One thing I wasn’t prepared for when I started dating after my divorce was his children. I mean, I realized that the men I would date would more than likely have children but I didn’t worry about it. Kids like me, what’s to worry about? Boy was I unprepared.
The sons of the men I dated usually weren’t a problem, but those little girls were not at all happy about me being around. At first I couldn’t understand what I was doing wrong. I’m good with kids and can usually come up with something for us to do, either play a game or make a craft. Everything was fine when we were involved in something but as soon as that was over I kept getting the cold shoulder.
I had to look at it from their perspective. Most of these men when not the custodial parent so when they had their children and I was around the children felt like I was taking their father’s time and attention away. Also, all children want their parents to get back together, even if they don’t say it, it’s still there. I heard “That’s not the way my Mommy does it” more times than I can count.

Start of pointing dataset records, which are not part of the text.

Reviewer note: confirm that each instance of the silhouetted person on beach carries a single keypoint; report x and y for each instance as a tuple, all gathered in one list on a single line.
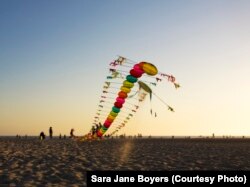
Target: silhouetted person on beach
[(72, 133), (93, 130), (50, 132), (42, 136)]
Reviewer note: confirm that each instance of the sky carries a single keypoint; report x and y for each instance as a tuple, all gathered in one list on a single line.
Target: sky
[(55, 55)]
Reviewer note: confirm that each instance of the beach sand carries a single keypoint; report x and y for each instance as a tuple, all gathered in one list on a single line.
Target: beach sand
[(64, 162)]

Finally, I just decided to let them determine when and how we would interact. I never butted into a conversation between a father and his children unless I was specifically asked. I learned to always ask the children what they wanted and how they wanted to do it. Just because I cut the crust off Hailey’s sandwiches and made little triangles didn’t mean that was what they wanted.

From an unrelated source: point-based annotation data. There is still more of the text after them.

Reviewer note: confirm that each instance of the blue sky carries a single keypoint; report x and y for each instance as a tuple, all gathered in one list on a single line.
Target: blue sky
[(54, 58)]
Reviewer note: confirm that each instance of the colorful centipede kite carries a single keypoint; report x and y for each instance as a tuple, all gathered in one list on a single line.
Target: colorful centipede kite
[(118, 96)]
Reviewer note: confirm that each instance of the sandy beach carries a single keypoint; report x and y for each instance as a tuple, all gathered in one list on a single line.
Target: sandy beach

It’s never easy, especially when there are children from both people to consider. I asked lots of questions and tried to listen more than I talked. With the little kids it’s easier, they really don’t have any preconceived notions of what their father’s new relationship means to them.

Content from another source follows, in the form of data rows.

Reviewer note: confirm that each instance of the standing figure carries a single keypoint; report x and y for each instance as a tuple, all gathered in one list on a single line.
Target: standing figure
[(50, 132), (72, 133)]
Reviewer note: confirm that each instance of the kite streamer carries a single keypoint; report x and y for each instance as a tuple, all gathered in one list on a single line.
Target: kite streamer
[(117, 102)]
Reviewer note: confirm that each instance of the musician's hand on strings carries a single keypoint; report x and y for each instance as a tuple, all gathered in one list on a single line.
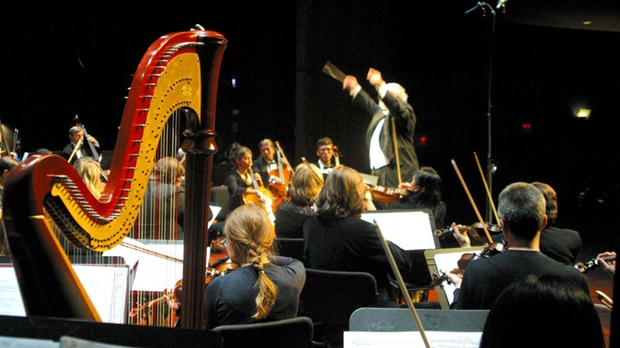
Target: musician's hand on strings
[(375, 78), (462, 237), (275, 180), (456, 278), (608, 266), (92, 140), (172, 302)]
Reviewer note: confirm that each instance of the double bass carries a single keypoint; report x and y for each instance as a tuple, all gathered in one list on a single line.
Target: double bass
[(283, 173)]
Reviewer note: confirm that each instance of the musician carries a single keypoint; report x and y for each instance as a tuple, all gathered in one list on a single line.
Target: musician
[(305, 186), (560, 244), (76, 135), (90, 172), (380, 139), (522, 216), (325, 152), (338, 239), (162, 213), (425, 191), (265, 287), (239, 184), (266, 162)]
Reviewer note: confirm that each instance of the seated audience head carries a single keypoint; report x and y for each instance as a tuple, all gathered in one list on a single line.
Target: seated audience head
[(305, 184), (521, 210), (551, 200), (543, 311), (342, 194), (90, 171), (249, 240), (169, 170)]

Another thing that makes it hard is different parenting styles. Once Hailey and I went camping with a man and his daughter, we fished, cooked over an open fire and in general had a good time. However, he let his daughter ride in the bed of his truck, something I would never allow Hailey to do. I tried being diplomatic when Hailey started telling me how unfair I was. I pointed out that different families had different rules and the rule in our family was bottoms in the seat with a seat belt. Then he started giving me a hard time for being over protective. I knew it would never work. Don’t try to undermine the way he raises or disciplines his children, if you disagree, do it out of earshot of the children. If they know you disagree they have a brand new thing to use as a wedge on your fledgling relationship.